Antialiasing Handling
The tolerance parameter (default 30) handles color mixing:
- Text antialiasing creates gray pixels around black text
- Tolerance value captures these gradual color transitions
- Each pixel gets alpha based on distance from target color
Output Format
Files named: diagram_layerN_RRR_GGG_BBB.png
- Transparent PNG with only that color layer
- RGB values in filename for reference
Common Usage
# Default (works for most diagrams)
python layer_extractor.py diagram.pdf
# High quality
python layer_extractor.py diagram.pdf --dpi 600
# Strict color separation (less antialiasing bleed)

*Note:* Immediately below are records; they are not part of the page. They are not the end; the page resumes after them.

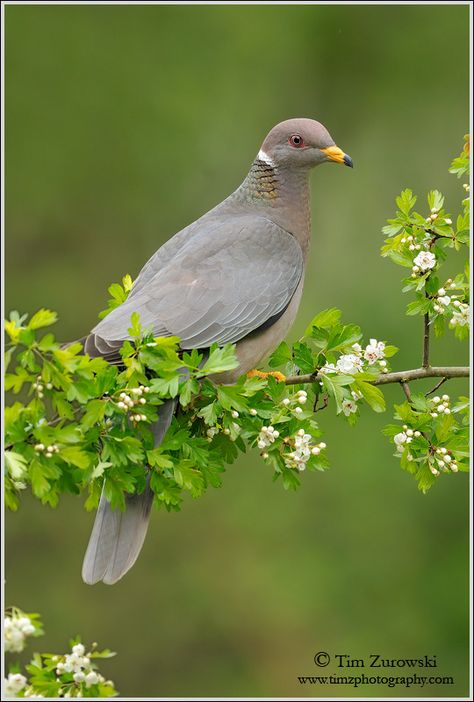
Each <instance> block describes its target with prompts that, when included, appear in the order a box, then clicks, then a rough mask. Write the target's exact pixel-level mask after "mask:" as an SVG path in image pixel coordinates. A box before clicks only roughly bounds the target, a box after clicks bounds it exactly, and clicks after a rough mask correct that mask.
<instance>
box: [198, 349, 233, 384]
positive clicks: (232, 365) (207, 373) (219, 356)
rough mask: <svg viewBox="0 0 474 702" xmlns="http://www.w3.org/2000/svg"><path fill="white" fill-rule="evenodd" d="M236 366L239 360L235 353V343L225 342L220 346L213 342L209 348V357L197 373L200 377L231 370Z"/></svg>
mask: <svg viewBox="0 0 474 702" xmlns="http://www.w3.org/2000/svg"><path fill="white" fill-rule="evenodd" d="M238 366H239V362H238V360H237V357H236V355H235V344H226V345H225V346H222V347H221V348H219V347H218V346H217V345H216V344H213V345H212V346H211V349H210V353H209V358H208V359H207V361H206V363H205V364H204V365H203V367H202V368H201V370H200V371H199V373H198V374H197V375H198V377H201V376H203V375H210V374H212V373H223V372H224V371H228V370H233V369H234V368H237V367H238Z"/></svg>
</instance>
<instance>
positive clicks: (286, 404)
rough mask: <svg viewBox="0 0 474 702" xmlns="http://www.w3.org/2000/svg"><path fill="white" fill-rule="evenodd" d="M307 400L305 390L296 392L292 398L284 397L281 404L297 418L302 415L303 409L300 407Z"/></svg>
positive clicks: (306, 394)
mask: <svg viewBox="0 0 474 702" xmlns="http://www.w3.org/2000/svg"><path fill="white" fill-rule="evenodd" d="M307 400H308V393H307V392H306V390H298V392H296V393H295V394H294V395H293V396H292V397H285V398H284V399H283V400H282V401H281V404H282V405H283V406H284V407H289V408H290V409H292V410H293V412H294V413H295V414H296V415H297V416H298V415H299V414H303V409H302V408H301V407H300V405H304V404H306V402H307Z"/></svg>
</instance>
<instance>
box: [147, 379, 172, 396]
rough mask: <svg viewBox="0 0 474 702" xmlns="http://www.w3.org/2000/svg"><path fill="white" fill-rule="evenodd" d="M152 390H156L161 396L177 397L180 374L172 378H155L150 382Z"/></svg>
mask: <svg viewBox="0 0 474 702" xmlns="http://www.w3.org/2000/svg"><path fill="white" fill-rule="evenodd" d="M150 390H151V391H152V392H156V393H158V394H159V395H160V397H176V395H177V394H178V390H179V375H173V376H171V378H155V379H154V380H152V381H151V382H150Z"/></svg>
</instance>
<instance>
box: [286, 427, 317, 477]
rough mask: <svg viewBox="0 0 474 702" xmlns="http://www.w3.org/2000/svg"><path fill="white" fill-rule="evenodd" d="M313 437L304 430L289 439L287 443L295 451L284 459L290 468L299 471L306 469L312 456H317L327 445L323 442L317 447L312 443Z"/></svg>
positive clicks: (287, 454) (293, 451)
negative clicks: (291, 446) (310, 458)
mask: <svg viewBox="0 0 474 702" xmlns="http://www.w3.org/2000/svg"><path fill="white" fill-rule="evenodd" d="M312 440H313V437H312V436H311V434H307V433H306V432H305V430H304V429H299V430H298V431H297V432H296V434H295V436H294V437H292V438H289V439H288V441H287V443H289V444H291V445H292V448H293V450H292V451H290V452H289V453H286V454H284V456H283V458H284V461H285V464H286V466H287V467H288V468H296V469H297V470H299V471H303V470H305V469H306V463H307V462H308V461H309V459H310V458H311V456H317V455H318V454H319V453H321V451H322V450H323V449H325V448H326V444H325V443H324V442H323V441H321V443H319V444H318V445H317V446H316V445H314V444H313V443H312Z"/></svg>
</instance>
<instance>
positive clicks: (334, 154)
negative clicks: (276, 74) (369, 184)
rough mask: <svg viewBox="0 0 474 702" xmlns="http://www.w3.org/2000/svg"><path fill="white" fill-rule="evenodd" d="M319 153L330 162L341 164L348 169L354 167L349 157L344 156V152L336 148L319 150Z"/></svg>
mask: <svg viewBox="0 0 474 702" xmlns="http://www.w3.org/2000/svg"><path fill="white" fill-rule="evenodd" d="M321 151H322V152H323V154H326V156H327V157H328V159H329V160H330V161H335V162H336V163H343V164H344V165H345V166H349V168H353V167H354V164H353V163H352V159H351V157H350V156H349V155H348V154H345V153H344V151H343V150H342V149H340V148H339V147H338V146H328V147H327V149H321Z"/></svg>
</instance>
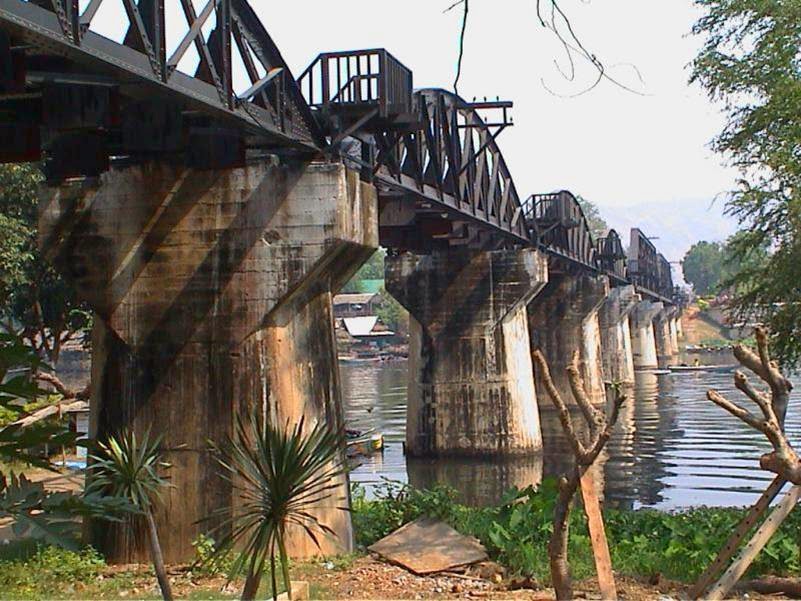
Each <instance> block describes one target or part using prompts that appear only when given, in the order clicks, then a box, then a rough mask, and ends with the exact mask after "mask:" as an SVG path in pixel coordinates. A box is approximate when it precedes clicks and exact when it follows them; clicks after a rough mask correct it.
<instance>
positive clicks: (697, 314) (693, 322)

python layer_extractor.py diagram.pdf -t 20
# Lenient (more antialiasing tolerance)
python layer_extractor.py diagram.pdf -t 40
# Extract top 3 layers only
python layer_extractor.py diagram.pdf -n 3
# Custom output folder
python layer_extractor.py diagram.pdf -o my_layers/
Parameters
| Parameter | Default | Description |
|---|---|---|
--dpi |
300 | PDF rendering resolution (150/300/600) |
-t, --tolerance |
30 | Color matching tolerance (15-50 typical) |
-n, --n-layers |
auto | Number of layers to extract |
-m, --min-pixels |
100 | Minimum pixels for valid layer |
-o, --output |
output | Output directory |
Tolerance Guide
The tolerance parameter is key to handling antialiasing:
- 15-20: Very strict, clean diagrams with no antialiasing
- 30 (default): Balanced, handles moderate antialiasing
- 40-50: Lenient, for heavy antialiasing or compression artifacts
Example: Gray Layer with Black Text
When you have a light gray layer with black text:
- Black text creates gray antialiasing pixels
- These gray pixels are close to the gray layer color
- Higher tolerance includes them in the gray layer
- Lower tolerance might miss them
Start with default (30) and adjust ±10 based on results.
Files Included
- layer_extractor.py - Main script
- requirements.txt - Dependencies (PyMuPDF, Pillow, numpy, scikit-learn)
- README.md - Full documentation
- QUICKSTART.md - Quick reference guide
Technical Notes
- Uses PyMuPDF to render PDF at specified DPI
- K-means clustering identifies dominant colors
- Euclidean distance in RGB space for color matching
- Alpha channel gradient for smooth edges
- White detection: all RGB values ≥ 250
Example Output
Input: piping_diagram.pdf
Output:
output/
├── piping_diagram_layer1_220_050_050.png (red piping)
├── piping_diagram_layer2_050_100_220.png (blue electrical)
├── piping_diagram_layer3_150_150_150.png (gray annotations)
└── piping_diagram_layer4_050_180_050.png (green mechanical)
Each PNG has transparent background with only that color layer visible.